Sorry kind of long! 
Hello, my 1 year old GSD Heidi has been showing herding instincts from the first couple weeks we brought her home, she was 8 weeks old when we bought her. She tries to herd our other dogs, which gets annoying during fetch.  We have bought a farm ( before we got Heidi) but the house needed work so we have yet to move. The only thing that lives there are 4 ducks but we go up everyday to get eggs/ take care of them. Heidi is the only dog that took interest in them, the Ducks were in a dog run for safety from coyotes, Heidi likes to run around the dog run to get the ducks to move, Heidi looks like she takes this seriously and doesn't take her eyes off them when she does this. When we call her off she stops for awhile but is always wanting to make the ducks move. Is there a certain way to train the dog to herd? I'm worried Heidi would hurt the ducks if she got to excited or run them off to the woods or road, is there a way to train her to prevent this from happening? :help:


----------



## mspiker03 (Dec 7, 2006)

I would really recommend finding a herding trainer. It is so hard to teach someone how to read stock over the Internet. Plus, it is always better to lay the correct foundation instead of having to go back and fix things later


----------



## WIBackpacker (Jan 9, 2014)

Hi there - 

You have two options, really. One is much easier than the other, but the choice is up to you.
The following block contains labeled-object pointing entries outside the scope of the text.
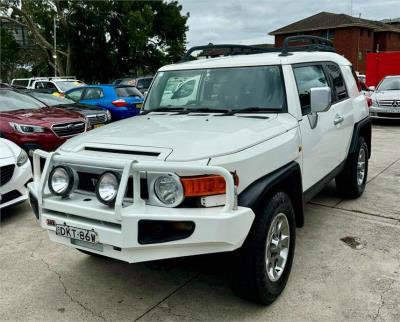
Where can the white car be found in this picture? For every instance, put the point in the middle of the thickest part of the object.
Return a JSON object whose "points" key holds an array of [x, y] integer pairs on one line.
{"points": [[229, 171], [48, 84], [15, 173], [386, 99]]}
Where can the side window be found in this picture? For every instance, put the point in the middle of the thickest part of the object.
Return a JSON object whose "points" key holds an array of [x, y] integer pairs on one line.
{"points": [[185, 90], [93, 93], [339, 86], [308, 77], [75, 95]]}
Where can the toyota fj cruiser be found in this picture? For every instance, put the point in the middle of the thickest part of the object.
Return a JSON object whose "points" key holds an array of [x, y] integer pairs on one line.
{"points": [[223, 157]]}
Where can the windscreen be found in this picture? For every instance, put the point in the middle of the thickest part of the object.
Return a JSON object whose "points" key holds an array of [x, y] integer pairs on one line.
{"points": [[66, 85], [218, 89], [11, 101], [390, 84], [127, 91], [50, 99]]}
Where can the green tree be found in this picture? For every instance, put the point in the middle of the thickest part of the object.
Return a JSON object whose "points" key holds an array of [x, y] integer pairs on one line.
{"points": [[100, 40], [9, 53]]}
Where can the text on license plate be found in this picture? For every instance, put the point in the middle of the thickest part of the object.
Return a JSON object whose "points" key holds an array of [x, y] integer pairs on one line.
{"points": [[89, 236]]}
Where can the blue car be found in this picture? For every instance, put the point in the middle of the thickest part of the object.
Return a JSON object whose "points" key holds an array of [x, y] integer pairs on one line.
{"points": [[121, 100]]}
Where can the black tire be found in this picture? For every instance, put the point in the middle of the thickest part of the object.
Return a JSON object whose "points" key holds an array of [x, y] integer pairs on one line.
{"points": [[250, 279], [347, 183]]}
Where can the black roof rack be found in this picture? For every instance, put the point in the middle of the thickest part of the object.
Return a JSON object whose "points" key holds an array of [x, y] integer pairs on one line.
{"points": [[209, 51]]}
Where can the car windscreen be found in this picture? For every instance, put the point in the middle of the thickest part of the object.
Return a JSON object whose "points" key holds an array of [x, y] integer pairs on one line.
{"points": [[390, 84], [232, 89], [127, 91], [67, 85], [11, 101], [144, 83], [50, 99]]}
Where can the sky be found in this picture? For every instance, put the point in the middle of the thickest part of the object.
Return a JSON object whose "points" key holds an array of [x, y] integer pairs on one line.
{"points": [[250, 21]]}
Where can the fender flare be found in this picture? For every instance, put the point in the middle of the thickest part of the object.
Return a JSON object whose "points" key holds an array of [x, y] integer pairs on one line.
{"points": [[287, 178]]}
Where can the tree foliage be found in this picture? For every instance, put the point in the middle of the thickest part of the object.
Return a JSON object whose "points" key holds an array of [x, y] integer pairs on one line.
{"points": [[100, 40]]}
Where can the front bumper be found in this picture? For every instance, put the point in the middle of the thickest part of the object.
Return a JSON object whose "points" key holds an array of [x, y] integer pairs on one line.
{"points": [[384, 113], [15, 191], [217, 229]]}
Option 1. Teach your dog that the ducks are off-limits, not to be chased or bothered. Work on a firm "LEAVE-IT", and you can use some of the same tools/methods as people use with cats. Don't ever allow the dog to make them move or change directions, and it's also important that you don't let the dog stare and fixate on them (even from indoors). This is the easier option.

Option 2. Teach your dog herding etiquette and controls. This is much more time-consuming, and if you haven't done it before, I'd recommend finding a good mentor. Herding dogs have deeply ingrained instincts, they are born knowing "how" to herd, but they need to learn how to work *for you*. You'll need to develop bomb-proof obedience and control, your dog has to know that you're in charge, and is allowed to access the ducks only when you say it's okay. They can only be moved where you want them moved, when you want them moved, the choice cannot be left up to the dog. Herding is intensely self-rewarding to the dog, and if they are allowed to do it on their own, you'll have a nightmare of a time controlling what goes on. 
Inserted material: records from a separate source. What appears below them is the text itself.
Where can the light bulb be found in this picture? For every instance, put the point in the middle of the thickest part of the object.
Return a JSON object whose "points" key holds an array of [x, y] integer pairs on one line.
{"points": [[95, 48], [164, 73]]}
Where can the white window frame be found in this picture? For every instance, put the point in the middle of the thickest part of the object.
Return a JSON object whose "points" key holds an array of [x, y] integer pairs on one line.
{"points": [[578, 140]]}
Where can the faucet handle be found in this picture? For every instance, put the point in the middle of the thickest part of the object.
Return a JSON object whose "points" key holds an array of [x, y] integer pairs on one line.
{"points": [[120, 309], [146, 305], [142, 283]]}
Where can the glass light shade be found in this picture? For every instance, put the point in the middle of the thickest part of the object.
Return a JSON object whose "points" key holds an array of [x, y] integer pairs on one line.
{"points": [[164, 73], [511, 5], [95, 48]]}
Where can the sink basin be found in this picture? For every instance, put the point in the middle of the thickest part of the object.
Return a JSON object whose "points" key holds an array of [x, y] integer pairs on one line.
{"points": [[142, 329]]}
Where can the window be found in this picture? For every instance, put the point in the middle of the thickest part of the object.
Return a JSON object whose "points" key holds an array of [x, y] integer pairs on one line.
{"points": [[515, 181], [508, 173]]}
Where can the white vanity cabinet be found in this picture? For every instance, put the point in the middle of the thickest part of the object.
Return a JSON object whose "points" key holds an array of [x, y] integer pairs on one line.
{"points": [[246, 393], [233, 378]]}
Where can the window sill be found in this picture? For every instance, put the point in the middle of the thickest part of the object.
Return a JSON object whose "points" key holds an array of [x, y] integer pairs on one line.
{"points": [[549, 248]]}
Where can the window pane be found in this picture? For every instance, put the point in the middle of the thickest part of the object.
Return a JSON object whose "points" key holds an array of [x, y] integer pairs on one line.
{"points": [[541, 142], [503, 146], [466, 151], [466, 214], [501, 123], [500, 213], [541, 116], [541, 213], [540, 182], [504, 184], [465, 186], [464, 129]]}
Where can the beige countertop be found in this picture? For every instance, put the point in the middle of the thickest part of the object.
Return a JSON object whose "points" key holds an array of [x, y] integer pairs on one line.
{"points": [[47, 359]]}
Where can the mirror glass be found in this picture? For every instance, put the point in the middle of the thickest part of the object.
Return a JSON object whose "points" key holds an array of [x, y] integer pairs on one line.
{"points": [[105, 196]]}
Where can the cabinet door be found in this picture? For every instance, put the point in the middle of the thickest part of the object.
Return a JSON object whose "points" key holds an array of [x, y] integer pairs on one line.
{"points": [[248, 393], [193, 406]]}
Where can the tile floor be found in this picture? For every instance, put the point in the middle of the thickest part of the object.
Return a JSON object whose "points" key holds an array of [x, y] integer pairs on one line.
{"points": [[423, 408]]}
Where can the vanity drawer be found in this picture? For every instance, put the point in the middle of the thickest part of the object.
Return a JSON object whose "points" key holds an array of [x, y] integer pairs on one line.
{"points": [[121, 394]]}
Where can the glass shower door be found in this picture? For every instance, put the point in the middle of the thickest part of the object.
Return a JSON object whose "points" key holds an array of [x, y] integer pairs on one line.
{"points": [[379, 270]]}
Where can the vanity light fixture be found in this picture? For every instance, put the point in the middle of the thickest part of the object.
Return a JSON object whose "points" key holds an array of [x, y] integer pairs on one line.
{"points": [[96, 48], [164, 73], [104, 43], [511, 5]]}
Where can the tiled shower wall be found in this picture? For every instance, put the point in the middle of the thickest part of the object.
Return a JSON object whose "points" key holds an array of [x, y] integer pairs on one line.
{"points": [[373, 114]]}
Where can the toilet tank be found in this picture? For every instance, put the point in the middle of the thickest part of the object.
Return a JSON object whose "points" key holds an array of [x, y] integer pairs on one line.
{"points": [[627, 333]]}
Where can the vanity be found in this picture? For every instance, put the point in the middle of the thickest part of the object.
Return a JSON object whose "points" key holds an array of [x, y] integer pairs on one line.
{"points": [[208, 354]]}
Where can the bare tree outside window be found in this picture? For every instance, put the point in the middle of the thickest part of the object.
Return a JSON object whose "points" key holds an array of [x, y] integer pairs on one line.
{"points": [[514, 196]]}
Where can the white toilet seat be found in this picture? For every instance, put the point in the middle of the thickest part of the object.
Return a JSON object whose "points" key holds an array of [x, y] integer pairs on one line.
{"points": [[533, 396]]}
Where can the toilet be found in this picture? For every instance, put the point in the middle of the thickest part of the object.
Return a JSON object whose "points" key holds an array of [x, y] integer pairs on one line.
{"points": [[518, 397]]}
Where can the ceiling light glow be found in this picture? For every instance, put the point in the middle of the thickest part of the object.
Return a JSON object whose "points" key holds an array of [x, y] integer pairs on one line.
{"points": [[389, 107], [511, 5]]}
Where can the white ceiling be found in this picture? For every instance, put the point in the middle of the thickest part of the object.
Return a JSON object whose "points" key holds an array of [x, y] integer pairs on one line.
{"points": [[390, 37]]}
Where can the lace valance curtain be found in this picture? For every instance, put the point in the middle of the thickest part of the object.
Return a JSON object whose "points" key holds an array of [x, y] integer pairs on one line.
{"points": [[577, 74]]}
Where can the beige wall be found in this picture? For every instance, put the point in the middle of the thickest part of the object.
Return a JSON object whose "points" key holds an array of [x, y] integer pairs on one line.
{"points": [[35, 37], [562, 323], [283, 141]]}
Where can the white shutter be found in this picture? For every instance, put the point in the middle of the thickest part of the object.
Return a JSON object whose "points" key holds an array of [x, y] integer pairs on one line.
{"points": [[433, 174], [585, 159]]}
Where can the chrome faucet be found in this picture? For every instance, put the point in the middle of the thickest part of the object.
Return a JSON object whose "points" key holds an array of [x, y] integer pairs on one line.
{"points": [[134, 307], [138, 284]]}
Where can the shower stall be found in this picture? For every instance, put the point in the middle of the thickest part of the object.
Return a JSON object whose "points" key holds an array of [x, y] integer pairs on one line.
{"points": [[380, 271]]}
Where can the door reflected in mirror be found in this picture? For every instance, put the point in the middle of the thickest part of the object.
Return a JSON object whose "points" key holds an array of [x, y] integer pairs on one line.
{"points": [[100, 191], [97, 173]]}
I'm guessing your ducks are runner ducks or a similar breed? If they're not, it'll be harder if they don't naturally "flock", and it frustrates the dog and makes your job harder. There's really no good replacement for an instructor with experience in herding dogs, but the book "Stockdog Savvy" is one of the few that has a chapter on poultry, might be worth a read.

If you're curious, I am speaking from experience.  We have chickens, geese, turkeys, peacocks, etc. and I have had ducks in the past. It is much.... MUCH.... easier to teach your dog to leave the birds alone. But they absolutely can learn to herd birds (mine do), if you're willing to put in the time and training. The most important thing is to never - EVER - let the dog "herd" by itself, for itself.


----------



## WIBackpacker (Jan 9, 2014)

mspiker03 said:


> I would really recommend finding a herding trainer. It is so hard to teach someone how to read stock over the Internet. Plus,* it is always better to lay the correct foundation instead of having to go back and fix things later*


^ This. A hundred times, this.


----------



## Heidi the shepherd (Jan 12, 2016)

Thank you everyone! I'm looking into a trainer near me but until then I will be working on improving her obedience training.


----------



## mspiker03 (Dec 7, 2006)

WIBackpacker said:


> Herding dogs have deeply ingrained instincts, they are born knowing "how" to herd, but they need to learn how to work *for you*.


LOL - Paisley likes to think she is self-employed at times :smirk:


----------



## ksotto333 (Aug 3, 2011)

Just an fyi, I have a friend that herds with her Aussies, and besides sheep she has them trained to herd her chickens and ducks.  It's pretty cool to watch.


----------



## WIBackpacker (Jan 9, 2014)

mspiker03 said:


> LOL - Paisley likes to think she is self-employed at times :smirk:


Haha.... absolutely, I know the feeling.


----------